German container shipping line Hapag-Lloyd AG has agreed a merger deal with United Arab Shipping Company (UASC), creating a group with an estimated value of 7 to 8 billion euros(5.78-6.68 billion pound), as both seek to weather a market downturn.
Hapag-Lloyd said its supervisory board had approved the deal, which would see it take all shares in Kuwait-based UASC, majority-held by the government of Qatar. Hapag-Lloyd’s anchor shareholders and UASC shareholders still need to give consent.
An extraordinary general meeting of UASC will be held in Dubai on June 29, Hapag-Lloyd said in a statement.
Hapag-Lloyd shares were up by 3.4 percent at 18 euros at 1455 GMT, easing from an earlier high of 19.2 euros.
Container shipping has seen a wave a mergers and acquisitions, particularly in Asia, as companies try to grab a bigger share of a depressed market. The industry is suffering its worst downturn since its origins in the 1950s and 1960s due to a combination of weak consumer demand and overcapacity.
Plans for the deal were unveiled in April. It received backing by UASC shareholders earlier this month. Hamburg-based Hapag-Lloyd initially said talks were based on its shareholders owning 72 percent of the combined business.
In a presentation to analysts last month Hapag-Lloyd placed itself fifth globally in terms of carrier capacity, and UASC in eleventh place.

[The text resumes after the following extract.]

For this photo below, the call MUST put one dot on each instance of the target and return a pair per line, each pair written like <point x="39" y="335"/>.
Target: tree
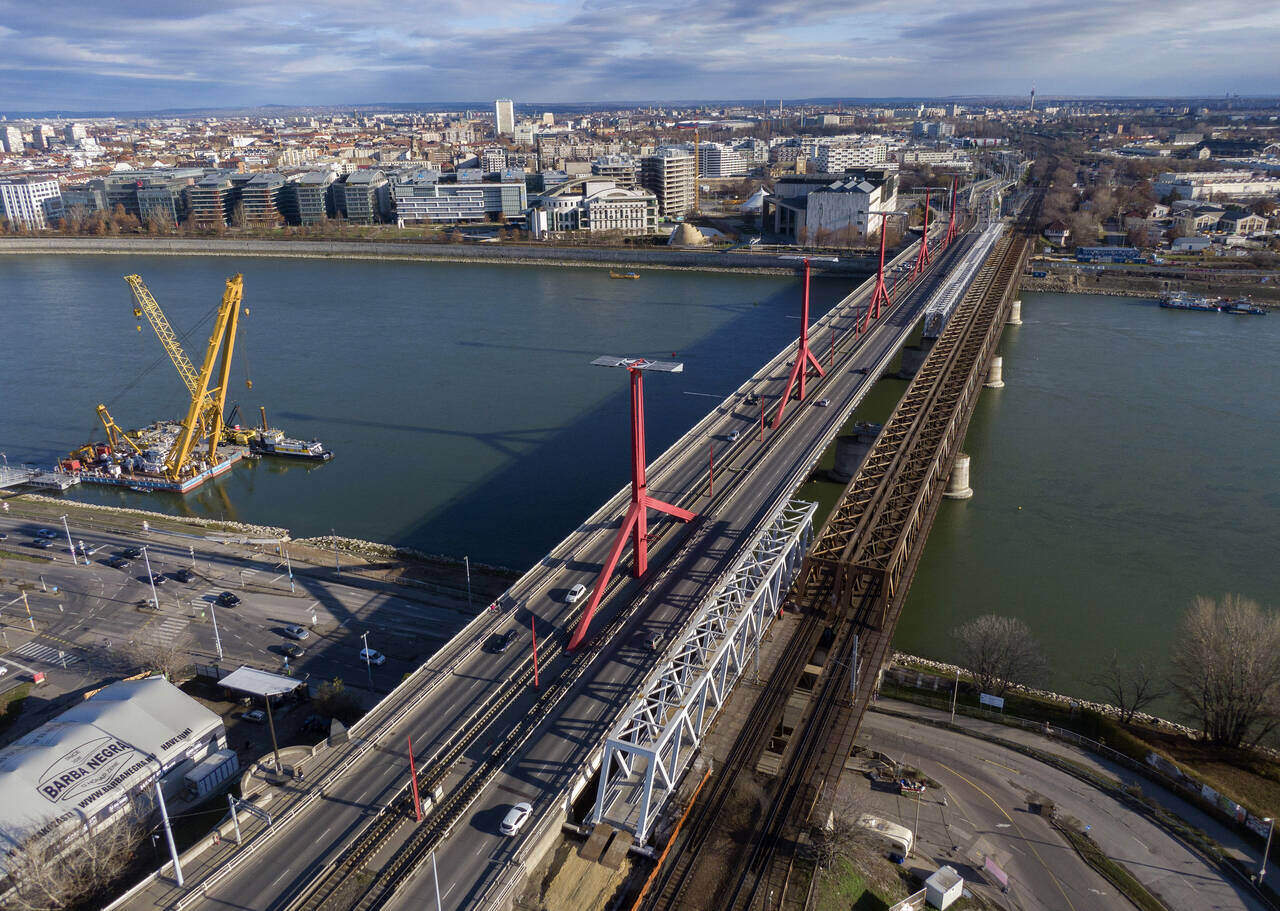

A merger would consolidate the group’s combined 5th place and get it much closer to the number four – COSCO Container Lines – according to the presentation.
Besides full mergers companies are also seeking alliances and vessel sharing arrangements to pool trips and save money. Hapag-Lloyd last month unveiled a new alliance due to start in April 2017, which it said UASC would join if the merger plans were successful. Hapag-Lloyd merged with Chile’s Compania Sud Americana de Vapores (CSAV) in 2014, helping it to swing to profit last year, but its shareholders still view it as too small to thrive.
Through the UASC merger, it would gain access to bigger ships on the important Asia to Europe trade route. UASC for its part would gain wider access to trans-Atlantic and trans-Pacific loops, where Hapag-Lloyd is strong.
Most of the world’s top dozen operators are part of alliances, the most recent of which, called THE Alliance, was formed in May and includes Hapag-Lloyd. UASC and debt-ridden South Korean line Hyundai Merchant Marine Co. are the only two left out of the groupings. Their exclusion raised questions about their ability to compete effectively in the world’s most lucrative ocean trade routes.
UASC is owned by the governments of Qatar, Saudi Arabia, Kuwait and the United Arab Emirates. Qatar and Saudi Arabia are the biggest holders, with stakes of 51% and 35%, respectively.
A merger would provide Hapag-Lloyd access to UASC’s six Triple-E’s, part of the world’s biggest class of container ships. The huge vessels have become the weapon of choice in an arms race among the world’s major operators. Triple-E’s, which can cost up to $150 million each, can move more than 18,000 containers and are outfitted with efficient engines that can save on fuel.